Invariablemente se presentaba con
unos minutos de retraso. La acompañaba un aroma de calle mezclado con la
levedad de un perfume que aprendió a identificar con ella.
Las primeras veces se limitó a
tomar notas, sin dejar de etiquetar sus palabras como delirios. El
distanciamiento profesional no le impidió seguir con curiosidad aquel entramado
de nombres y relaciones que ella desgranaba cada semana.
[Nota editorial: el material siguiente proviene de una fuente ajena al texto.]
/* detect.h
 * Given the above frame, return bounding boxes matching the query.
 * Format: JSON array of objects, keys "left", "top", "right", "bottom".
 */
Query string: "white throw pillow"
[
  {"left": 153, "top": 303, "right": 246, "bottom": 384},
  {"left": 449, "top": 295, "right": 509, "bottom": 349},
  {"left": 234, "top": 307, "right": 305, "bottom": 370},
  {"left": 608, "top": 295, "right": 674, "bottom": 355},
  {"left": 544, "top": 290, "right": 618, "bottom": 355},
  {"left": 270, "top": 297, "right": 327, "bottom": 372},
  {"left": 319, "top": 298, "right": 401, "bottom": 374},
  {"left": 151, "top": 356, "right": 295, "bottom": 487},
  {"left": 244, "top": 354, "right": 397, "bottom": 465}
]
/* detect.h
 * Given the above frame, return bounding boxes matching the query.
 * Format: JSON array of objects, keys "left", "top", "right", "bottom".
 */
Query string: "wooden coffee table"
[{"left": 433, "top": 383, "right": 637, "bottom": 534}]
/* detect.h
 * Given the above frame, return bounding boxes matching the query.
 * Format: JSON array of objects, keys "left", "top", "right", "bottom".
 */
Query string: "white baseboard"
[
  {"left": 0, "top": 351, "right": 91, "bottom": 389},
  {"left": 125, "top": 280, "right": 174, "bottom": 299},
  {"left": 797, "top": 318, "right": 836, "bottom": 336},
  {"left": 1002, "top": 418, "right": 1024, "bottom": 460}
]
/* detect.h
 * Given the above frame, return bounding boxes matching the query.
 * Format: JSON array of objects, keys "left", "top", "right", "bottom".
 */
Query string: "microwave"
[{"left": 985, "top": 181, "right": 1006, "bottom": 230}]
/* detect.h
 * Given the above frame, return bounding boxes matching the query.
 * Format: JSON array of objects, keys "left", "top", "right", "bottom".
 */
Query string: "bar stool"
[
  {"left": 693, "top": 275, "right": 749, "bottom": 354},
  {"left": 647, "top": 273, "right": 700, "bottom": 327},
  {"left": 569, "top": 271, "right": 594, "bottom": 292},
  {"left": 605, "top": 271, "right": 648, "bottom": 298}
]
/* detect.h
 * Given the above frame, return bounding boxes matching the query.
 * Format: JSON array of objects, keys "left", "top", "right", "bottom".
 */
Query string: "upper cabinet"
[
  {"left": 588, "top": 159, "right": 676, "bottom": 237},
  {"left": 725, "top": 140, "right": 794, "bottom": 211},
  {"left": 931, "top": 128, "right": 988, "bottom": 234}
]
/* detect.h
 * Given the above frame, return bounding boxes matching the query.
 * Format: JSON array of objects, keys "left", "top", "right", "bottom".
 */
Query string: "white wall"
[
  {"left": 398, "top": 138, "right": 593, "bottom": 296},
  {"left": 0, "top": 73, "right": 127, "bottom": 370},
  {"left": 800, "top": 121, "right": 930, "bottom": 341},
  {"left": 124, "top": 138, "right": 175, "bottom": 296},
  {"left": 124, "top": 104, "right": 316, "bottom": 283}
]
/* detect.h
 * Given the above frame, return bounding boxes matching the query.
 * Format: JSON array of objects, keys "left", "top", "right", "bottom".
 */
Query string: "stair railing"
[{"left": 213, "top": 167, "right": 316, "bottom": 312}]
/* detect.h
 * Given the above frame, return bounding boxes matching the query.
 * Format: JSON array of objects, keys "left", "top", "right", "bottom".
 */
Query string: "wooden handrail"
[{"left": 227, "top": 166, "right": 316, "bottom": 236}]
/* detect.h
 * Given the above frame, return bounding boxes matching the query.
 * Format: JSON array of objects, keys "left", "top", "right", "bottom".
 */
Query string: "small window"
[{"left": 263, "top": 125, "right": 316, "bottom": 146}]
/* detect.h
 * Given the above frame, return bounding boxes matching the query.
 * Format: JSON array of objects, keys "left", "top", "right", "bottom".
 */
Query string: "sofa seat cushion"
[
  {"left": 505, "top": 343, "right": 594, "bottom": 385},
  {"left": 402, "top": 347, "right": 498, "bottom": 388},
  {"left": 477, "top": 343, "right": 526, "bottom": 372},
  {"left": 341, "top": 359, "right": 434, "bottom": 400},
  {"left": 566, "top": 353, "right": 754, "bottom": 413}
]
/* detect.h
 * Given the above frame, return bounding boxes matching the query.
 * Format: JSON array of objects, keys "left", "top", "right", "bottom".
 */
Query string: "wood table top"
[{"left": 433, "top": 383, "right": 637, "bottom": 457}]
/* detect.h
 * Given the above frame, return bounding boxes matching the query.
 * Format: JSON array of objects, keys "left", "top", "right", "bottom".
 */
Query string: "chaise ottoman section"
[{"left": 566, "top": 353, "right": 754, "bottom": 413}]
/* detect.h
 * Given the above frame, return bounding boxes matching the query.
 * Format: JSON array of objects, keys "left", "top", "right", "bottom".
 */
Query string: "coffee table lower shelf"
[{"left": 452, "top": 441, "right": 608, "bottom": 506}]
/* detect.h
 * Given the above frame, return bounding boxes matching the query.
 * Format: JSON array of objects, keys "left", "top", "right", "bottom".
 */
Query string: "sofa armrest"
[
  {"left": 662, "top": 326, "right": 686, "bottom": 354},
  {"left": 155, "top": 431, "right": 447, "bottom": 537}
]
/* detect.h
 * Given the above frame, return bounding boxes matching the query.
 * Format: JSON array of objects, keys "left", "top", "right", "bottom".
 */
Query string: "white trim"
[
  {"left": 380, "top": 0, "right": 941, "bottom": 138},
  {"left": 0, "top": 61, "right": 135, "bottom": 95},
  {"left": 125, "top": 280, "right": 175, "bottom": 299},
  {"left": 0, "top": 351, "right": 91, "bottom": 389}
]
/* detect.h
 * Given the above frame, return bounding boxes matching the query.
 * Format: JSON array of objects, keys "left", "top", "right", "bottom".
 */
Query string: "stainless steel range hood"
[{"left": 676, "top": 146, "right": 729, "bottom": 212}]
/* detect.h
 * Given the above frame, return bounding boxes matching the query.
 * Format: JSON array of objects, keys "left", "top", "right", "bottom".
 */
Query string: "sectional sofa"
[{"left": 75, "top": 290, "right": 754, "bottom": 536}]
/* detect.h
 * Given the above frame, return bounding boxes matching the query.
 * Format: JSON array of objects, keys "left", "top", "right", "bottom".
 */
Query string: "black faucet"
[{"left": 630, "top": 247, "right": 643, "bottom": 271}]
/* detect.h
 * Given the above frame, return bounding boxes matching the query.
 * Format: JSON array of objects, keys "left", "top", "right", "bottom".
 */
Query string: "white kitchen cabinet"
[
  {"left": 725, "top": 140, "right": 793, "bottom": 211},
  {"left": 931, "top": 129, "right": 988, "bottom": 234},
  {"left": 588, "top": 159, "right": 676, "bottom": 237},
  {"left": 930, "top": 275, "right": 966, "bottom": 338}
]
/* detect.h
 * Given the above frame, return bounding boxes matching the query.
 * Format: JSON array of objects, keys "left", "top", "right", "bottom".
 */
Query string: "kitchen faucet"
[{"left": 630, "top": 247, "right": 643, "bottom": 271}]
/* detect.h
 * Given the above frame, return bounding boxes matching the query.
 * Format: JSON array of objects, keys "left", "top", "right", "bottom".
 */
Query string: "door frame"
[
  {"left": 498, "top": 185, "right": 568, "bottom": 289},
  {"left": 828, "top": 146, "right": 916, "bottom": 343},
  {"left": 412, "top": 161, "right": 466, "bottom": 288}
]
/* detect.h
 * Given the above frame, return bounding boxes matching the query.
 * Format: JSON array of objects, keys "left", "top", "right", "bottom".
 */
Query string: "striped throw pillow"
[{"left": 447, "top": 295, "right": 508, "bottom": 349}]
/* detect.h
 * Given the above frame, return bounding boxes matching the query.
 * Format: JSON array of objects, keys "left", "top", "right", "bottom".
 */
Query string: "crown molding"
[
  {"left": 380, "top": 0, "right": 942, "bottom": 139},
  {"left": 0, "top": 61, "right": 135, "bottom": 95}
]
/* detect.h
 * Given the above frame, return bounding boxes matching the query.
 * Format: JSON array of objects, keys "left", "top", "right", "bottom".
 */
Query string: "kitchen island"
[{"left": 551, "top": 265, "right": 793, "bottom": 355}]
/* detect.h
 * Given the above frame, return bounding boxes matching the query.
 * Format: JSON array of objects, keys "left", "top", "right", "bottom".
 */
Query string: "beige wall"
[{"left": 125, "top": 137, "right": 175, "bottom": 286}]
Afirmaba que, por un extraño
azar, solo entablaba relaciones con hombres cuyo nombre comenzaba por jota, y tendía a profundizar si el nombre era
compuesto, tal vez –siempre según ella- un reflejo subconsciente de su
tendencia a complicarlo todo.
Comenzó hablando de Jorge, luego
pasó a Joan Marc, más tarde vinieron José Javier, José Ángel, José Manuel, Juan Alfonso,
Juan Salvador y Juan Jerónimo. Fue a raíz de un comentario divertido sobre este
último nombre cuando la miró de otra manera, viéndola al fin. La mujer
anodina desapareció y emergió la dueña de una fantasía tan poderosa que llegaba
a ser real y, por primera vez, el serio y reputado psicólogo dudó de su
diagnóstico y se preguntó si aquellas historias absurdas que ella relataba como
ciertas encerrarían algo de verdad.
A partir de aquella tarde, el terapeuta
desaparecía de la consulta cuando llegaba ella. Era el hombre quien asistía, entre expectante y celoso, a sus narraciones
con el Jota de turno, estudiando su forma de moverse y la manera en que
sus manos dibujaban caminos en el aire, mientras el frecuente campanilleo de su risa llegaba a ponerle un
nudo en la garganta.
Aquella tarde un cielo plomizo
oscurecía la pequeña sala, testigo de tantas confidencias, miedos y mentiras, y
un relámpago iluminó violentamente el espacio que compartían. Habría esperado
que una mujer tan vulnerable se estremeciese con la proximidad de la tormenta,
pero ella no se inmutó. Fue entonces cuando deseó, con una violencia que le
sorprendió, alterarla con la intensidad de un rayo, y en medio de una de esas
frases que saltaban continuamente de sus labios, buscó su boca.
Posteriormente, al analizar
aquella locura de la que fue correlato, aquella transgresión de su ética
profesional, no pudo menos que sonreír a la evidencia escrita, como una
premonición, en el nombre que lo identificaba como Julio Miguel.